Abstract
During the 2024/25 season, Finland experienced a delayed emergence of norovirus genotype GII.17, which had already become prevalent in several European countries and the United States during the previous season, 2023/24. In Finland, GII.17 was confirmed in three foodborne outbreaks and five sporadic cases, marking the highest number of detections to date.
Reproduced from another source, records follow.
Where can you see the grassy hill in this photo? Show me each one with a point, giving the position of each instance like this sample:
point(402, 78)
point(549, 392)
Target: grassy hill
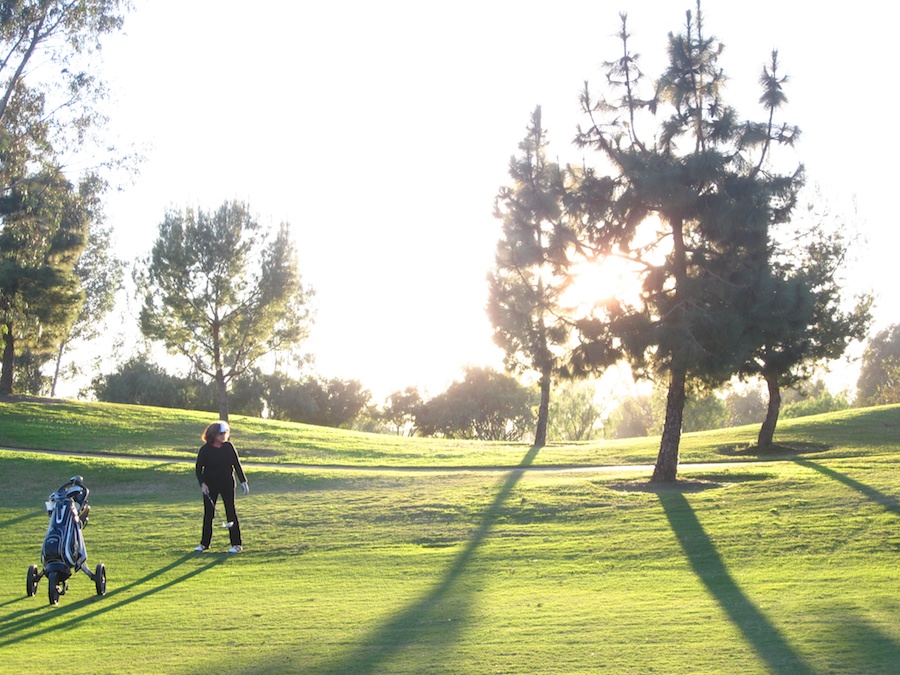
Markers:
point(778, 564)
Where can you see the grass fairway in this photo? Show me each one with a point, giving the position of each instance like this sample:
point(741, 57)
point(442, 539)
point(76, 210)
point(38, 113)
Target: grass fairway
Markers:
point(786, 566)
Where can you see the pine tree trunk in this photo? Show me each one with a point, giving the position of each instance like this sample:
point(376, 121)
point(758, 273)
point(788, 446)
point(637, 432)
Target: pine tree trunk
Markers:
point(540, 433)
point(767, 431)
point(59, 353)
point(8, 362)
point(222, 395)
point(666, 470)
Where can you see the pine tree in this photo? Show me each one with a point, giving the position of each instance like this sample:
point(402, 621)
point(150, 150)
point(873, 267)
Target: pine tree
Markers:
point(530, 268)
point(705, 177)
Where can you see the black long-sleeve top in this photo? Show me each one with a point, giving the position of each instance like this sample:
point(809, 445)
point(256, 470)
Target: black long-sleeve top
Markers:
point(217, 466)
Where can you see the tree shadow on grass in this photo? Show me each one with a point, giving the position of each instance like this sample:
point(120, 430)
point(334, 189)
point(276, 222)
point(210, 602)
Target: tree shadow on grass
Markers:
point(766, 640)
point(889, 502)
point(29, 623)
point(425, 621)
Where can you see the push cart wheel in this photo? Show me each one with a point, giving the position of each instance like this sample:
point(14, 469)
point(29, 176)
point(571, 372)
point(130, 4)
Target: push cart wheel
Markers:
point(53, 588)
point(100, 579)
point(33, 578)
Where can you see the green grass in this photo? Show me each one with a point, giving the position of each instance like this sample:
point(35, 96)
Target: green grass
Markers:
point(113, 429)
point(783, 566)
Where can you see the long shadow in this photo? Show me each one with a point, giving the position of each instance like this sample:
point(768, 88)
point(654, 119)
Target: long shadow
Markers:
point(889, 502)
point(415, 624)
point(706, 562)
point(15, 627)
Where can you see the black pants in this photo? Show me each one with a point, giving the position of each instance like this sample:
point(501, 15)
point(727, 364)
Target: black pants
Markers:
point(209, 512)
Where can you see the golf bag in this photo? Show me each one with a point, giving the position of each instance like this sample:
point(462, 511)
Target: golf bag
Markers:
point(63, 547)
point(63, 552)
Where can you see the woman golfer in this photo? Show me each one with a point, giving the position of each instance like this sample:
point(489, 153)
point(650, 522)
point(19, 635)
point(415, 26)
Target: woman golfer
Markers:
point(217, 463)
These cases were geographically distributed across southern, western, and northern Finland, indicating widespread circulation. Retrospective analysis of national surveillance data from 2014 to 2025 revealed that GII.17 had been detected sporadically in earlier years but never at this scale. The emergence of GII.17 coincided with a continued presence of GII.4 [P16], the previously dominant genotype. Phylogenetic analysis showed that Finnish GII.17 strains clustered with recent international strains, suggesting introduction from abroad. The findings highlight the importance of sustained genotyping and international surveillance to detect emerging norovirus variants and inform public health preparedness in Finland.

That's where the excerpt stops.